Propos recueillis par Laurence Dionigi 50-50 Magazine

La pétition Pour la signer, il suffit d’envoyer un mail à sylvia.duverger@orange.fr en mettant en objet Olympe de Gouges.

1 Voir Guillotinées de l’historienne Cécile Bergy, Passés composés, parution le 1er février 2023.

2 Cette liste ne figure pas sur le site du Panthéon, on l’obtient en demandant le dossier de presse du constitué pour le monument.

3 Dossier de presse susmentionné.

4 C. Berly, Guillotinées, op. cit., p. 95.

5 Un seul exemple suffira, celui de l’intervention le 22 mars 1790 de Roederer, député du tiers état : «(…) il faut laisser aux travaux des champs, aux fonctions sociales, au métier glorieux des armes, des hommes robustes appelés à jouir de la liberté la plus entière.

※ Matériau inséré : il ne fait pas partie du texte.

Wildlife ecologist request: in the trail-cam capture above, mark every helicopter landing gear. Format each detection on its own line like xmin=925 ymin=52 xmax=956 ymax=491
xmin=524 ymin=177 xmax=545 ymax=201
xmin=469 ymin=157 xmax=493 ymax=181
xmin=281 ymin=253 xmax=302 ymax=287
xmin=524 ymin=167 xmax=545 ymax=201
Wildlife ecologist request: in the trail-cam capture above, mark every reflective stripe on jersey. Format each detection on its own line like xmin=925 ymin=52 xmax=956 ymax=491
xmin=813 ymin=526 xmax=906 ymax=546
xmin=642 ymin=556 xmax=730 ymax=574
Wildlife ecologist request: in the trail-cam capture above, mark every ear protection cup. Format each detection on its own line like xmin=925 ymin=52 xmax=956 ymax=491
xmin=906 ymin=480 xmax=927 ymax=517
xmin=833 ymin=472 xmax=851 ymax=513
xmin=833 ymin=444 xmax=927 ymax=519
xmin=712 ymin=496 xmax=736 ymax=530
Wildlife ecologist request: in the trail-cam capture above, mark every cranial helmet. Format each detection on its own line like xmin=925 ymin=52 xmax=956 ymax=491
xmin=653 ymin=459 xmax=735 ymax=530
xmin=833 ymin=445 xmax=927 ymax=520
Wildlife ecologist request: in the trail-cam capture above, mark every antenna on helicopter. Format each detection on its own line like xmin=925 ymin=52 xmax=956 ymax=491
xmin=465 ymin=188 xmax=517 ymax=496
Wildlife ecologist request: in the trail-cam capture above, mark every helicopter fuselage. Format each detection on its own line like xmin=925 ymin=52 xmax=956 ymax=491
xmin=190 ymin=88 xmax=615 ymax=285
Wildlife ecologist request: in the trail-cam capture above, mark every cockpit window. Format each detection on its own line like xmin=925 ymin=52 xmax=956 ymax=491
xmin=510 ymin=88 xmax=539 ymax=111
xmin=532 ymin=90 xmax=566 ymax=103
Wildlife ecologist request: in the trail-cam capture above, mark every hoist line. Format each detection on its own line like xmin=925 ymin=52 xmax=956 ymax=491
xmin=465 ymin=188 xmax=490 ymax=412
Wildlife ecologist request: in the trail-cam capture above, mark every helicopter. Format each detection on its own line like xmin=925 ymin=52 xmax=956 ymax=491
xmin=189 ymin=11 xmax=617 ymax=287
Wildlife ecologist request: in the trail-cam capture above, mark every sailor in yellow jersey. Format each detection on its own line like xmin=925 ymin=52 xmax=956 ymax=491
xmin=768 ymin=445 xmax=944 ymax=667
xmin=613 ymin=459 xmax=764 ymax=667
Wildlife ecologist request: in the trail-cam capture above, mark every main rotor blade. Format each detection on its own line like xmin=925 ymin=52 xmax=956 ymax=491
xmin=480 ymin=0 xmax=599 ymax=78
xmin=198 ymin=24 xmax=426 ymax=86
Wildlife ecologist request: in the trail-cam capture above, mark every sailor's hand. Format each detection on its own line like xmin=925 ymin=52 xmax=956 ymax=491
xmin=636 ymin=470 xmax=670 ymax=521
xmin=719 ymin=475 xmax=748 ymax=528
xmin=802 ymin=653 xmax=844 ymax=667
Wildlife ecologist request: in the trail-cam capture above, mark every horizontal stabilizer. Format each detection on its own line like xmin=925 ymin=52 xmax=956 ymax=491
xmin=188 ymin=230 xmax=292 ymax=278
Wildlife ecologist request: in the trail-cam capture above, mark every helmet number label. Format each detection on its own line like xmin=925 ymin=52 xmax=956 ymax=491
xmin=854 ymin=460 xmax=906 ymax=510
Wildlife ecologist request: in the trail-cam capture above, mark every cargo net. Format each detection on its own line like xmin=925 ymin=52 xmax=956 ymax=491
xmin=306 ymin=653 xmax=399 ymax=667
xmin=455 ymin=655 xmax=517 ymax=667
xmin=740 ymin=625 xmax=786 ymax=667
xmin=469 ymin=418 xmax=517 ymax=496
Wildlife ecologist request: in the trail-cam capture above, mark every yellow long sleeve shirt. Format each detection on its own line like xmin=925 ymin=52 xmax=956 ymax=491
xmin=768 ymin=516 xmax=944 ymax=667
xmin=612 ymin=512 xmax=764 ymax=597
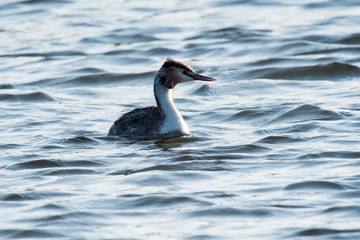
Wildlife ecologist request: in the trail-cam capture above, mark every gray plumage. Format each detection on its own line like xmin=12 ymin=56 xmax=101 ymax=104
xmin=108 ymin=106 xmax=163 ymax=137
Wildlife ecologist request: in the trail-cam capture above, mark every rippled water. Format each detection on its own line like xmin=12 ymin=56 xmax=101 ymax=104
xmin=0 ymin=0 xmax=360 ymax=240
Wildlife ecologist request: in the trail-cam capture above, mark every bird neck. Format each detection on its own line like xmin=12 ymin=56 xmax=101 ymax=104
xmin=154 ymin=78 xmax=189 ymax=134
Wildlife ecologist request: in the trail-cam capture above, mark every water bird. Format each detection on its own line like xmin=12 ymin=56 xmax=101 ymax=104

Les femmes, au contraire, sont des infirmières que la nature a données aux enfants et aux malades » et aux hommes, aurait-il dû ajouter (intervention citée par Christine Fauré, « Des droits de l’homme aux droits des femmes : une conversion intellectuelle difficile », in Nouvelle encyclopédie politique et historique des femmes, sous la direction de C. Fauré, Les Belles lettres, 2010, p. 251.